Yancy hates that he has gotten stuck with the nickname “the Fixer”, but sometimes that is the role he has no choice but to play.
Strange Magic is a pleasantly rough-around-the-edges urban fantasy with bite. It snaps and snarls and drags you along for the ride. Yancy’s narrative is a strange and fascinating place to find oneself, and will keep you flipping pages. So put a blues album on, pour some of the good stuff, and settle in to read.
“…this visit is clearly not being spent with finding a husband in mind.”
Eveline made a sound a protest. “There was only the one corpse” (A Study in Silks, Holloway).
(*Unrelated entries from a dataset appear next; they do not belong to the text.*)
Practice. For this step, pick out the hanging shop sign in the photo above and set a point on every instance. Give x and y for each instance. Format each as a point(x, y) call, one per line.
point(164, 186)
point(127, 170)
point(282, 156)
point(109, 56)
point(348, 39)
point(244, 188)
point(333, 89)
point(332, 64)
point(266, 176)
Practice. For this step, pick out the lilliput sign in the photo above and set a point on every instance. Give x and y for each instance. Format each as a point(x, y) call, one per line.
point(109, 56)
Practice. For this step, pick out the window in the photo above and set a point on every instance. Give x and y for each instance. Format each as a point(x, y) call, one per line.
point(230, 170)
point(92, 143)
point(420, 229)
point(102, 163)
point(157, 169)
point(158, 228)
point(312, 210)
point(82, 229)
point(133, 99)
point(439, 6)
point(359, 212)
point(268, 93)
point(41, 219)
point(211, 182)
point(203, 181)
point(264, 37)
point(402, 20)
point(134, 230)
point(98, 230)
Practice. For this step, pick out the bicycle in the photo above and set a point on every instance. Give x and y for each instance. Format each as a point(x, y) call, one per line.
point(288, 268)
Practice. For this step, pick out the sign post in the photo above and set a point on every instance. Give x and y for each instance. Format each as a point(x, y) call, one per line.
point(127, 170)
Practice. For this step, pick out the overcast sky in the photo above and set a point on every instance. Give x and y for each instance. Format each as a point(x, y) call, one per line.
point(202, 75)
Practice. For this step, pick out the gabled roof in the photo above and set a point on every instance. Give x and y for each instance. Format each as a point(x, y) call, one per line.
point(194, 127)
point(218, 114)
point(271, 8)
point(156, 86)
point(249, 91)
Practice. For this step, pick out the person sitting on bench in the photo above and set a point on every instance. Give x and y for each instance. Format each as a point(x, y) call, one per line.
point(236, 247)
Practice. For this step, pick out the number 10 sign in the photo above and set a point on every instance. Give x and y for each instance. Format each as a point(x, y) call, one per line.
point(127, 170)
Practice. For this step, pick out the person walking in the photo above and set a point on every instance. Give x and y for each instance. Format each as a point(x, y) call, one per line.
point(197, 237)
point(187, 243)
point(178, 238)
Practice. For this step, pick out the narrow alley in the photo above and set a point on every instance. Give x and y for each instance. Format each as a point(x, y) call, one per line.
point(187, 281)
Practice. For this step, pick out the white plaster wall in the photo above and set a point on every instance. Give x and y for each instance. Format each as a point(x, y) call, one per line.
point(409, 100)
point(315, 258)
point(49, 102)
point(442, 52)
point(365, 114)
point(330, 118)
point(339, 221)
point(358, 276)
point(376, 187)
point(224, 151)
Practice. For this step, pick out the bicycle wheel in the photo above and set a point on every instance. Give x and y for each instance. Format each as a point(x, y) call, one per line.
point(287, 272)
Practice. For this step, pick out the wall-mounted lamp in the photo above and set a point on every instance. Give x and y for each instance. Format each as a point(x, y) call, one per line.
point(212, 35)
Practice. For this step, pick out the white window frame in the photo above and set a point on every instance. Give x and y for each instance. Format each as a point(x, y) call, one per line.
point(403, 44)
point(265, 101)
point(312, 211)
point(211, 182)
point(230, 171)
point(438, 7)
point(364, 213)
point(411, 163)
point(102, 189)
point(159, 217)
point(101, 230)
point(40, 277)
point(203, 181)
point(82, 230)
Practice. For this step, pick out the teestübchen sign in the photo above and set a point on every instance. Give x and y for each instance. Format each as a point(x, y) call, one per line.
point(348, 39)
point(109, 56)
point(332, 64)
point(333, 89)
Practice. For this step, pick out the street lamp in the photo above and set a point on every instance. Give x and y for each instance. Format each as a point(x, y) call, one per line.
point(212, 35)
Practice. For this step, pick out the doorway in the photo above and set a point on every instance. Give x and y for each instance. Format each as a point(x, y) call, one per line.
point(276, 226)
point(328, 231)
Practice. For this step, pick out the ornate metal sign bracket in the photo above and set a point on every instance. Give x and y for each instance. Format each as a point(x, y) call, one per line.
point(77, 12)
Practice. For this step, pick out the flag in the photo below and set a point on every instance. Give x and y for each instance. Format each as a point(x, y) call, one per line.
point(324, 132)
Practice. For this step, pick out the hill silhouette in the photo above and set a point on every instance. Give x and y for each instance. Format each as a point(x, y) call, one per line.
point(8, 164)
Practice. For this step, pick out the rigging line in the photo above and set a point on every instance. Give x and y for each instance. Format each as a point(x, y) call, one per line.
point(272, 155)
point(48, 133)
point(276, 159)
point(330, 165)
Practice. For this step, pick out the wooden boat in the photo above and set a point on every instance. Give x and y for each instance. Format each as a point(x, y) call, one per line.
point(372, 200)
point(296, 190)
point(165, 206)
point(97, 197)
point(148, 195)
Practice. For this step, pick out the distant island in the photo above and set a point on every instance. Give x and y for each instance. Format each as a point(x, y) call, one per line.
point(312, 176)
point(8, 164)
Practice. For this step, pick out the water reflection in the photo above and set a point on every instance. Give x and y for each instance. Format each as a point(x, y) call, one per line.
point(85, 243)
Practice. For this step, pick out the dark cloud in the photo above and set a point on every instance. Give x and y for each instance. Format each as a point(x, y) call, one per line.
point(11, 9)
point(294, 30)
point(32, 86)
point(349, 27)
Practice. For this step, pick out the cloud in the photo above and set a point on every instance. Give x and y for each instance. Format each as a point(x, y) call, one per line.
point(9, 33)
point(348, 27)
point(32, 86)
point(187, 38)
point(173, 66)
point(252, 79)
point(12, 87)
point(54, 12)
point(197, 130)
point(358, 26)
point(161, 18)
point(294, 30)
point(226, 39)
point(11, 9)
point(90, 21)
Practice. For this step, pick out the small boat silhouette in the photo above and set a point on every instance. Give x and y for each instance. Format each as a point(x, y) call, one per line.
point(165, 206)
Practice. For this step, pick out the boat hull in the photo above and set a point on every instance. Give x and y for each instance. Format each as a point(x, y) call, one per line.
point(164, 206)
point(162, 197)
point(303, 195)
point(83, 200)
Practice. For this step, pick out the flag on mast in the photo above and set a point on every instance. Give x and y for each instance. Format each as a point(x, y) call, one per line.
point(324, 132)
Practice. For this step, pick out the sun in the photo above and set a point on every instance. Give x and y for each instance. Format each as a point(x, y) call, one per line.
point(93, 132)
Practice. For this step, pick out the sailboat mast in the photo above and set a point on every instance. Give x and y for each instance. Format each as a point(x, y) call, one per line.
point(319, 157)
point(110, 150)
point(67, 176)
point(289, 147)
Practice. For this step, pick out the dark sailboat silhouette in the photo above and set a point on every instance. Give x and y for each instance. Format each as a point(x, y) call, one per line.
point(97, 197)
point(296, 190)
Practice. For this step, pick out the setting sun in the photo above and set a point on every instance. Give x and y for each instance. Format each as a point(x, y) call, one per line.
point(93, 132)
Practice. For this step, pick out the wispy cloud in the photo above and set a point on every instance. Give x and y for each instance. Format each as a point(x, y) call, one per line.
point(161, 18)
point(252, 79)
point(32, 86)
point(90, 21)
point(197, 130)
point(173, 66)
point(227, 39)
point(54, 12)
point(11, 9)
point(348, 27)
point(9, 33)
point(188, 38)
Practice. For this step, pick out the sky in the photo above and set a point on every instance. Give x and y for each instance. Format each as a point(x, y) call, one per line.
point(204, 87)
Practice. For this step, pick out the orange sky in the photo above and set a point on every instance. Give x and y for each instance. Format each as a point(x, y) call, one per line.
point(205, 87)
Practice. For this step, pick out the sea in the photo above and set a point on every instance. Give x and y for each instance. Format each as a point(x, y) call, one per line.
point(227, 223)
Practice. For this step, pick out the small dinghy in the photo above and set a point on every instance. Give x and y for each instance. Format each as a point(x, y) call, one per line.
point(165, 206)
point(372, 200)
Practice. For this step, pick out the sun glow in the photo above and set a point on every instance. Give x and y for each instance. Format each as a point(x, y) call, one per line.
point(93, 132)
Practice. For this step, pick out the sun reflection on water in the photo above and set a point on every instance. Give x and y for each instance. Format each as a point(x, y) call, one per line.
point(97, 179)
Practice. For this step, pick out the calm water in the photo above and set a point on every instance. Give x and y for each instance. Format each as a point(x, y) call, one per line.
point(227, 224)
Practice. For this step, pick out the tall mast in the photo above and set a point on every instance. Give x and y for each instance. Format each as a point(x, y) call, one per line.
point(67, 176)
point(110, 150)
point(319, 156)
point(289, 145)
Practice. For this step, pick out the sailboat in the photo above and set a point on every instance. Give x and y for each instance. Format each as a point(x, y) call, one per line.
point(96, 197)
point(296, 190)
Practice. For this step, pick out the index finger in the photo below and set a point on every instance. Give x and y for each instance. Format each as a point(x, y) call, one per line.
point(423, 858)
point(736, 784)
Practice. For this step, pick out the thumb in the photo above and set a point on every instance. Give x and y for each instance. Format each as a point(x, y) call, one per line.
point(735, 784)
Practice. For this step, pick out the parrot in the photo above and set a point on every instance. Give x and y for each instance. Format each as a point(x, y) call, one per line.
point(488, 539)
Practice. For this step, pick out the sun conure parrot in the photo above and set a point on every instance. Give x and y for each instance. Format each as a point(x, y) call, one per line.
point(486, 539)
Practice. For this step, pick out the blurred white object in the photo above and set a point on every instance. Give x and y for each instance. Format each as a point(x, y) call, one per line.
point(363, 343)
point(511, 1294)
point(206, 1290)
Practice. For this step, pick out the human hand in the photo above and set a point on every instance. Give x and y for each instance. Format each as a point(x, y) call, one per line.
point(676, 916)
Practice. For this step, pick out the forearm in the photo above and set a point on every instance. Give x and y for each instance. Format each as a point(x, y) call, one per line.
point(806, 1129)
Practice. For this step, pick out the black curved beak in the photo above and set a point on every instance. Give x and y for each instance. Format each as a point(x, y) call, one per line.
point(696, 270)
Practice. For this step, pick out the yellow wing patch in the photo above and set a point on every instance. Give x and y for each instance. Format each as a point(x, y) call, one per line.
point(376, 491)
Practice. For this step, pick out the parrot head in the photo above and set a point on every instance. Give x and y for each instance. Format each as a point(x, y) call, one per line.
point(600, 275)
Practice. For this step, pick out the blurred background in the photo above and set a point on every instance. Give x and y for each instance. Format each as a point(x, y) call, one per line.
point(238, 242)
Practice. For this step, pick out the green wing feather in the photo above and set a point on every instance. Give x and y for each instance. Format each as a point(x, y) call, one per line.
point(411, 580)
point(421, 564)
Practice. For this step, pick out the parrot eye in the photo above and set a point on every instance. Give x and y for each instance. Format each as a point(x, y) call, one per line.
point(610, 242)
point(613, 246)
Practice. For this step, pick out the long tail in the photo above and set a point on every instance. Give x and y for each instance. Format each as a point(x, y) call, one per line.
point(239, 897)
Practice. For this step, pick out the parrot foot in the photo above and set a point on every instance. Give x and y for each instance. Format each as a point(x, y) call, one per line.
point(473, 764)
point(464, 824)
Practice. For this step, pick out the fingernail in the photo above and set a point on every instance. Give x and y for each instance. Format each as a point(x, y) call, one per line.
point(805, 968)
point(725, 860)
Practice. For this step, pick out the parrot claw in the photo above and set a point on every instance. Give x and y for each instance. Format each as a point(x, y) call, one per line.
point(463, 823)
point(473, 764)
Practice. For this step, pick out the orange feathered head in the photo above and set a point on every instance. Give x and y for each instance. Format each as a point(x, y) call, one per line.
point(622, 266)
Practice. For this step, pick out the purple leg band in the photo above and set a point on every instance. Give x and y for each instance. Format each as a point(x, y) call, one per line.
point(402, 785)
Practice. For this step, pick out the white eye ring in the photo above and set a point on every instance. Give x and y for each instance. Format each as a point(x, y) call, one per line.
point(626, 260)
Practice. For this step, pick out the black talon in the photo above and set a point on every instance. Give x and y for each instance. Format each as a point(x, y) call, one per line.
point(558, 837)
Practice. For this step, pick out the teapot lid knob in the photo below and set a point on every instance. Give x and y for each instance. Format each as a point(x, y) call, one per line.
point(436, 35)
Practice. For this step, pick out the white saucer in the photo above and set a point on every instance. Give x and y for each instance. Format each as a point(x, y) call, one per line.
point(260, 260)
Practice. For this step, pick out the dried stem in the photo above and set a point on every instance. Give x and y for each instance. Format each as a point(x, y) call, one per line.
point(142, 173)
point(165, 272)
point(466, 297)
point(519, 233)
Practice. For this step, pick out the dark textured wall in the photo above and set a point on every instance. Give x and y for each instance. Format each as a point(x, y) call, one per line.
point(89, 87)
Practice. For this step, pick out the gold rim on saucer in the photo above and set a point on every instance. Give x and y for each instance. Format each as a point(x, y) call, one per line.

Eveline is the niece of Sherlock Holmes, and appears to have inherited both his acute attentive curiosity as well as his inability to quite fit in with societies expectations of normal. While visiting her friend Imogen, right before the start of their Season, the body of a murdered servant girl is found in the house, and Evelina finds a letter thick with dark magic hidden on the body. Using that illicitly pilfered evidence, Evelina needs to solve the murder of the servant, lest Imogen’s brother be implicated in the crime.
Halloway has created a world that is a cunning mix of classic Sherlock Holmes and the modern steampunk movement, swirling in just enough magic to attract the attention of urban fantasy fans as well. It is a book that will read well across genres, appealing to a wide audience. Evelina is an enjoyable character, and the supporting cast all live strongly for the reader as well. Halloway has even tackled the great Holmes as well, and done him justice.
As a fan of just about every genre and style this book flirts with, I was quite the happy reader, and I look forward to more!
“I see dead people. Okay, that’s a lie. I hear dead people—on an antique radio…” – ‘Forbidden Fruit’, Anne Aguirre
I have been a happy fan of the Corine Solomon books since I stumbled across a copy of Blue Diablo (book one). They are fantastic, and fun, and full of incredible characters. Shannon and Jesse are two of those very fantastic characters, and I was ecstatic to see Ms. Aguirre write a story set between two of the main books of the series dedicated to the two of them.
The two of them as they deal with some magically inflicted amnesia, some rather delightfully raunchy feelings for each other, and some intrusive demons.
If you have read the series, do NOT miss this delectable little tidbit. If you are unfamiliar with Ann Aquirre or the Corine Solomon books, go grab a copy of Blue Diablo. But…don’t start reading if you have somewhere to be the next day. Ms. Aguirre’s books are damn hard to put down.
Nyx Fortuna is the son of Lady Fortuna, the only son of the House of Wyrd. His Aunts, the Fates murdered his mother and have been hunting him ever since. Before she died, Fortuna hid Nyx’s thread of Fate, leaving him out of the reach of his Aunt’s gold scissors. Immortal, and long since grown underwhelmed with his condition, Nyx has traveled to Minneapolis to confront his Aunts and settle the score.
He did not intend on meeting a girl in a bar, or getting stabbed by her (current) boyfriend. He has always done better as a loner, keeping things simple, keeping anyone he could start to care about away from the attention of his ruthless Aunts. But here, in the city they call home, things are about to get a bit complicated.
Urban fantasy with a decidedly Greek flourish, Strange Fates is a fun and fast read. Nyx is quite the likable protagonist, and the book happily avoids the urban fantasy trope of everyone falling into bed with each other. That is not to say there is no sexual tension, it is just masterfully managed. Strange Fates is rotten with water hags, harpies, sorcerers, and necromancers. Double crosses, bar fights, and part time jobs.
Fortune’s Son has a rather full plate.